18188990. SYSTEMS AND METHODS FOR AUTOMATIC BENCHMARKING FOR RADIOLOGY simplified abstract (GE Precision Healthcare LLC)
Contents
SYSTEMS AND METHODS FOR AUTOMATIC BENCHMARKING FOR RADIOLOGY
Organization Name
Inventor(s)
Philippe Gerner of Strasbourg (FR)
María del Pilar Pujadas of Madrid (ES)
Hugo Laullier of Montpellier (FR)
SYSTEMS AND METHODS FOR AUTOMATIC BENCHMARKING FOR RADIOLOGY - A simplified explanation of the abstract
This abstract first appeared for US patent application 18188990 titled 'SYSTEMS AND METHODS FOR AUTOMATIC BENCHMARKING FOR RADIOLOGY
The patent application describes a medical system that includes a client device with a graphical user interface and a display device, connected to a network, and an analytics tool that can receive user inputs, identify values of variables of interest from a subject, generate causal graphs illustrating influences of study variables on the identified values, and update the graphs based on user inputs.
- The system includes a client device with a graphical user interface and a display device.
- An analytics tool is configured to receive user inputs and identify values of variables of interest from a subject.
- The tool can generate causal graphs illustrating influences of study variables on the identified values.

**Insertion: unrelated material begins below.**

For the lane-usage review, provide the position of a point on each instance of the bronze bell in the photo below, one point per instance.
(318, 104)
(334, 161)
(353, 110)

- The system can automatically update the causal graphs based on user inputs to adjust study variables.
Potential Applications: - Medical research and analysis - Clinical decision support systems - Healthcare data visualization
Problems Solved: - Providing a visual representation of the influences of study variables on specific values of interest - Automating the updating process of causal graphs based on user inputs
Benefits: - Enhanced understanding of complex medical data - Improved decision-making in healthcare settings - Efficient analysis of variables of interest in medical research
Commercial Applications: Title: "Advanced Medical Data Analysis System" This technology could be used in medical research institutions, hospitals, and healthcare organizations to improve data analysis and decision-making processes. It could also be valuable for pharmaceutical companies conducting clinical trials.
Prior Art: Researchers in the field of medical informatics and data visualization have explored similar concepts in the past. Studies on causal relationships in healthcare data and the use of graphical representations for analysis can be found in academic literature.
Frequently Updated Research: As medical data analysis techniques continue to evolve, researchers are exploring new methods for visualizing complex datasets and improving the accuracy of predictive models in healthcare settings.
Questions about Medical Data Analysis Systems: 1. How does this system improve upon traditional methods of medical data analysis? This system enhances traditional methods by providing visual representations of causal relationships between study variables and values of interest, allowing for more intuitive data interpretation.
2. What are the potential limitations of using causal graphs in medical research and analysis? Causal graphs may oversimplify complex relationships in medical data, leading to potential biases or inaccuracies in the analysis. Researchers should carefully consider the context and limitations of causal graph representations in their studies.
Original Abstract Submitted
Various methods and systems are provided for a medical system, comprising a client device having a graphical user interface (GUI) and a display device, the client device operably coupled to a network, and an analytics tool configured with instructions stored on a memory and executable by a processor to receive a first user input via the client device, identify values of at least one variable of interest (VOI) from a subject of a benchmark target variable which differ by at least a first threshold amount from other values of the same VOI from other subjects of the benchmark target variable within a benchmarking context, generate and output for display on the display device a causal graph illustrating influences of different study variables on an identified VOI value, and automatically update the causal graph and display thereof based on a second user input to adjust at least one study variable.